Google has been authorised as a payment institution in the Republic, paving the way for the technology giant to begin providing new financial services to consumers and businesses both here and further afield.
The Central Bank granted authorisation to Google Payment Ireland under the second Payment Services Directive (PSD2) regulation on Christmas Eve. Having obtained authorisation, the company will be allowed to issue and acquire payments across the European Union under passporting rights.
The move comes two years after Facebook obtained an e-money licence from the Central Bank. It also follows on from the granting of a full e-money licence to Google from the Bank of Lithuania late last month which allows it to issue and redeem electronic money, as well as provide payment services.
Currently, Google only offers limited financial services through its Google Pay digital wallet, which is available for use in Ireland. Obtaining the different licences, however, could enable the company to significantly expand on this.
“We are constantly working to support our customers in Europe. We have applied for a payment licence in Ireland as part of these efforts, in addition to ongoing discussions relating to projects all around Europe,” said a spokeswoman for Google Ireland.
PSD2 is a set of rules aimed at breaking up banks’ monopoly of the payments system in Europe by allowing third parties to offer new, regulated payment products and services. The legislation permits regulated companies to, among other things, initiate online credit transfers on behalf of a user and pass those instructions to a bank. It also enables them to provide additional services such as a detailed analysis of an individual’s spending behaviour to help with budgeting and financial planning.
Florence Diss, Google's head of commerce partnerships for Google in Europe, last year told The Irish Times, the tech company was more focused on working with, rather than competing against, banks to explore opportunities from PSD2.

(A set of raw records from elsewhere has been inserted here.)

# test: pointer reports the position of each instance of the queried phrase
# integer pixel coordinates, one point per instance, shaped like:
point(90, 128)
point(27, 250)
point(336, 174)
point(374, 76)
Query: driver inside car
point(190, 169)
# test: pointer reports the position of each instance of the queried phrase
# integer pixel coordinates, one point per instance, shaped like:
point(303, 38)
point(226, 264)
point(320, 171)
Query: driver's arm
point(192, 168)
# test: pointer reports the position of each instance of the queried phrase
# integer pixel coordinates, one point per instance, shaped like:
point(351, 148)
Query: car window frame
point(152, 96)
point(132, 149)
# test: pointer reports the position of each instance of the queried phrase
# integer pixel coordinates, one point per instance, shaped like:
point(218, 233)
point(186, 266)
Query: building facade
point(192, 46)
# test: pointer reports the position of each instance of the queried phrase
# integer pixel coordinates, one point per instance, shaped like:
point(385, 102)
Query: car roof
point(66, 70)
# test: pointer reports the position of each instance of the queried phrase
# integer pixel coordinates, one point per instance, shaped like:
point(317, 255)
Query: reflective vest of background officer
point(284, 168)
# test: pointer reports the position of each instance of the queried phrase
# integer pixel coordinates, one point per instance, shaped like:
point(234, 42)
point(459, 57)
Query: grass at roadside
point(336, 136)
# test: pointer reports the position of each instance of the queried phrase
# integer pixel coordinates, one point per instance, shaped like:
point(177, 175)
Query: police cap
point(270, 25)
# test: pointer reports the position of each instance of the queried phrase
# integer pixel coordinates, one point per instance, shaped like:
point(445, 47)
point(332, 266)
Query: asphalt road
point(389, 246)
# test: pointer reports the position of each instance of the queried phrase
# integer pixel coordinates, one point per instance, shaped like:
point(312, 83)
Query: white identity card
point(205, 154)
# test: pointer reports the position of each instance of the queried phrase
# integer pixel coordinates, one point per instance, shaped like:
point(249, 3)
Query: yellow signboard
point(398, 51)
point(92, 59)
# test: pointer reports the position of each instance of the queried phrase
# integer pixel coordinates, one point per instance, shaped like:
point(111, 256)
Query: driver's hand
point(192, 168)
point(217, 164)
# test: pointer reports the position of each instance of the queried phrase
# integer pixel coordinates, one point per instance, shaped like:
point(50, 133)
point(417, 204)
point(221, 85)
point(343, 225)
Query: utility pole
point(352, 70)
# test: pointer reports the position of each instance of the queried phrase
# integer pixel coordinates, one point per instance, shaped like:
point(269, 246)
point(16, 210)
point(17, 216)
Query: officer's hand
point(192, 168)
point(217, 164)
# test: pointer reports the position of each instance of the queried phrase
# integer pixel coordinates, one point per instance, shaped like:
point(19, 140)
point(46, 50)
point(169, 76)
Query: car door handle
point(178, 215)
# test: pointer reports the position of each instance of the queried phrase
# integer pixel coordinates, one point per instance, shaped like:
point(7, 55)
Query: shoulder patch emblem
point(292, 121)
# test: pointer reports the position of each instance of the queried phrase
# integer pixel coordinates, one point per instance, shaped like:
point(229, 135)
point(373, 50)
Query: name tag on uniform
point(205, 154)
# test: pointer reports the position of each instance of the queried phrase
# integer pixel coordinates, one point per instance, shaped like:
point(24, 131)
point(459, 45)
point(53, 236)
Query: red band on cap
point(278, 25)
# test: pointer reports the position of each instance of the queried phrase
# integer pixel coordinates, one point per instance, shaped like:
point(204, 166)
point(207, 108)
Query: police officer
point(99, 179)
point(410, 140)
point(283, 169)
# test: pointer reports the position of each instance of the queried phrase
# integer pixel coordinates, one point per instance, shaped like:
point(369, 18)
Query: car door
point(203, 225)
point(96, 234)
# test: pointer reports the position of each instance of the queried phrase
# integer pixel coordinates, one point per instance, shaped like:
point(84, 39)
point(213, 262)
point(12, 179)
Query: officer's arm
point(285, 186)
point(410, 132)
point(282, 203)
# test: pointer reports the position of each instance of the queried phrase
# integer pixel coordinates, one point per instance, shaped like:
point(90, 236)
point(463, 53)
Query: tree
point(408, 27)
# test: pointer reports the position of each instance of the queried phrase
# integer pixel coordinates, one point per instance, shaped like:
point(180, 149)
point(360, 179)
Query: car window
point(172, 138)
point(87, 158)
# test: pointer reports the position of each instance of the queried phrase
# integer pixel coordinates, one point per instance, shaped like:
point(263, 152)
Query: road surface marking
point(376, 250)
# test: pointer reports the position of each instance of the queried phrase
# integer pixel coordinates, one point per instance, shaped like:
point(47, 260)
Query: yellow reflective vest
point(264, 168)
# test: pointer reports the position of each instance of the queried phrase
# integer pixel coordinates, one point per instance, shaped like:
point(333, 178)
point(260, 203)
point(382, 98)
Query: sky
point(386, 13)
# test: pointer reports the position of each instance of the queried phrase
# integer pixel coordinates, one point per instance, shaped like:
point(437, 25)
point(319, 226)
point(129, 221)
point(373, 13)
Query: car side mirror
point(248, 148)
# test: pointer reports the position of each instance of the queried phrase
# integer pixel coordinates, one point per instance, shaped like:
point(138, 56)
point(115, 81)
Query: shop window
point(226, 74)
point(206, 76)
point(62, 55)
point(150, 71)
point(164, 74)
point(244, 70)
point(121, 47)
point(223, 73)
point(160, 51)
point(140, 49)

Many of the largest technology companies in the world have been expanding into financial services in recent years, with Amazon also widely believed to be keen on taking on the banks. They face competition, however, not just from traditional banking institutions but also from a range of fintechs including N26, Monzo, Starling, Transferwise and Revolut, which recently obtained a full banking licence from the Bank of Lithuania.
Google, which marked 15 years of operations in the Republic last year, employs more than 3,400 people locally and claims to support over 8,000 jobs overall.

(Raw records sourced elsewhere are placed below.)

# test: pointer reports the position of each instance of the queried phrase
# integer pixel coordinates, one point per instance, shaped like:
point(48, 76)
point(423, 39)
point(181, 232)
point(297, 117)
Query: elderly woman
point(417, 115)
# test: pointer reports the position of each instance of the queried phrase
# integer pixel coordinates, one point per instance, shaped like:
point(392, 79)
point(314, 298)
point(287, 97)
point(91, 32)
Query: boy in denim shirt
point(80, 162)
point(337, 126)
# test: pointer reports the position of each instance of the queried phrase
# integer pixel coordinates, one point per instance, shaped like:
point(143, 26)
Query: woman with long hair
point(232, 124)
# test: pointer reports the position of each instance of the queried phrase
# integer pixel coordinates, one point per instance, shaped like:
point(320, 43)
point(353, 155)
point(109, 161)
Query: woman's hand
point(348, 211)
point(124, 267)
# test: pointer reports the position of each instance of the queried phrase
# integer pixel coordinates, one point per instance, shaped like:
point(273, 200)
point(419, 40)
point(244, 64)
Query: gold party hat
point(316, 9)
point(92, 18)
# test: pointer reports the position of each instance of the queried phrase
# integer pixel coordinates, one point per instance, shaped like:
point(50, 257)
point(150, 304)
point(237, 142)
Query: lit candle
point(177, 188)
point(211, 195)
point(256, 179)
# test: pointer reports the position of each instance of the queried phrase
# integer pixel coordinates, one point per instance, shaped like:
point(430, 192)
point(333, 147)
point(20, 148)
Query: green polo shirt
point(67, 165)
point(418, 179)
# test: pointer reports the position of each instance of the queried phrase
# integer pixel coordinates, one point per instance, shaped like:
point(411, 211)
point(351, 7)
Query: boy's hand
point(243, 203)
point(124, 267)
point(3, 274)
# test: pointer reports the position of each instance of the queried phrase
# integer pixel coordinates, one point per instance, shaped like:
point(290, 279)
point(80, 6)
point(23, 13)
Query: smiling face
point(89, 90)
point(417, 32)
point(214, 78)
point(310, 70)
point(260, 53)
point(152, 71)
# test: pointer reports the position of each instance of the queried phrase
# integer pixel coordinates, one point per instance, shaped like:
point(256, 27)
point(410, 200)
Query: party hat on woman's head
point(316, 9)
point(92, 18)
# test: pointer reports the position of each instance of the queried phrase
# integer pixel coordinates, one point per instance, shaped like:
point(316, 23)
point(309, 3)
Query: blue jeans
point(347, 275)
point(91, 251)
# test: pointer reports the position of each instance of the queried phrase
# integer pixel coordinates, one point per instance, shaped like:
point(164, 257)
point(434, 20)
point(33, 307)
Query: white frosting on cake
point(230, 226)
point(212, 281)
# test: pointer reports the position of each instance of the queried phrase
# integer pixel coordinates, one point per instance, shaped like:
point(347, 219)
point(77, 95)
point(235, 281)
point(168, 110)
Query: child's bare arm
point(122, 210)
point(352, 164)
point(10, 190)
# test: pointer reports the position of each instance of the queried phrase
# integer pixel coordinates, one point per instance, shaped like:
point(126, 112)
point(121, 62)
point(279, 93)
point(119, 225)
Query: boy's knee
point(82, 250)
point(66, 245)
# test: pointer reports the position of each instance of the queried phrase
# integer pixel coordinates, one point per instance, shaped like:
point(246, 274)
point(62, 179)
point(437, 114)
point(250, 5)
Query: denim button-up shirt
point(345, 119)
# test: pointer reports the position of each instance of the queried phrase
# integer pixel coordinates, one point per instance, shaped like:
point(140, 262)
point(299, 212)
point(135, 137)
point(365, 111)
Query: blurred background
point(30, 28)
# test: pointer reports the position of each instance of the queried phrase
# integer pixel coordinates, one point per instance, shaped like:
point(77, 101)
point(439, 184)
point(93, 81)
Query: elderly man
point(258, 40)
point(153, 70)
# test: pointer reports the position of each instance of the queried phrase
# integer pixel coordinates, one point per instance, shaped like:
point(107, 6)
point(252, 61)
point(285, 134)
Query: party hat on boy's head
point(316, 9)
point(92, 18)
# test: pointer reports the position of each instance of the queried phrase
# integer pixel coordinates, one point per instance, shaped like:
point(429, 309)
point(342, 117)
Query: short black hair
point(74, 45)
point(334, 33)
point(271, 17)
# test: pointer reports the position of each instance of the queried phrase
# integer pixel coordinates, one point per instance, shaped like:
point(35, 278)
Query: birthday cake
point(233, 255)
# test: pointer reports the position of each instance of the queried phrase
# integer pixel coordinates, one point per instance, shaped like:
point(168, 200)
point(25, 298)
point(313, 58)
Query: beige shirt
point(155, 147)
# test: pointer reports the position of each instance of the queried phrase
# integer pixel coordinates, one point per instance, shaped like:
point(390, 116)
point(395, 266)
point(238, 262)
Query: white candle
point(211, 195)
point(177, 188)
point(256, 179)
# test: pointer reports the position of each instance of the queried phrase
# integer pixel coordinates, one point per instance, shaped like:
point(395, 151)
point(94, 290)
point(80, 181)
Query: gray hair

The company, which already owned a substantial piece of real estate in the Dublin Docklands, increased its footprint again recently with the acquisition of two new offices near its Barrow Street headquarters that comprise of 80,000sq ft of space.
Google Ireland paid a €1.6 billion dividend to its parent last year as it announced a €5.9 billion rise in turnover to €32.2 billion on the back of a sharp rise in advertising revenue.